Forcipiger longirostris, commonly known as the longnose butterflyfish or big longnose butterflyfish, is a species of butterflyfish found on coral reefs throughout the tropical waters of the Indo-Pacific. Even with its distinctive, point-like long nose, the longnose butterflyfish still can easily be confused with its more common cousin F. flavissimus. Both species may be kept in aquariums.

==Description==
F. longirostris has a compressed yellow body with a black triangular region on its head, and as the name implies, a long, silvery snout. Usually 10 or 11 dorsal spines, a black spot on the anal fin, and rows of small black spots on the breast are found. The fish grows to about 22 cm in length. In comparison, F. flavissimus has more dorsal spines, lacks the black spots, and its operculum is more curved.
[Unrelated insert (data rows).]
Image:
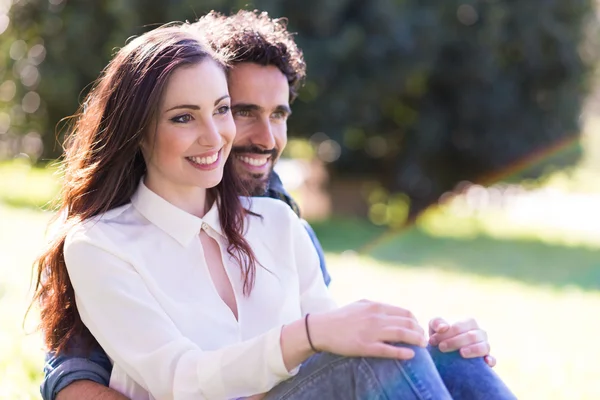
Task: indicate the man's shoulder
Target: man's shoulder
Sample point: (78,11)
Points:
(267,206)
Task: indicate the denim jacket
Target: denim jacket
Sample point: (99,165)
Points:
(75,364)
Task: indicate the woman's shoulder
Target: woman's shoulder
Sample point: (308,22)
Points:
(95,229)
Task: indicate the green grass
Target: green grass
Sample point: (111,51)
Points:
(536,293)
(22,185)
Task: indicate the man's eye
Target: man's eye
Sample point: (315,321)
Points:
(223,110)
(279,115)
(182,119)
Rarely, F. longirostris can be found in an all-black form, as well, or the yellow portion may be brown.

==Behavior==
F. longirostris is a diurnal omnivore, feeding mostly on small crustaceans, tube feet of echinoderms and sea urchins, and polychaete tentacles. Like other butterflyfish species, longnose butterflyfish mate for life.

==Nomenclature==
F. longirostris, together with F. flavissimus, is known for having the longest fish name in the Hawaiian language: lauwiliwilinukunukuʻoiʻoi, or "long-snouted (sharp-beaked) fish shaped like a wiliwili leaf". It was the first Hawaiian fish to receive a scientific name, when Captain James Cook collected a specimen (this remains part of the British Museum collection).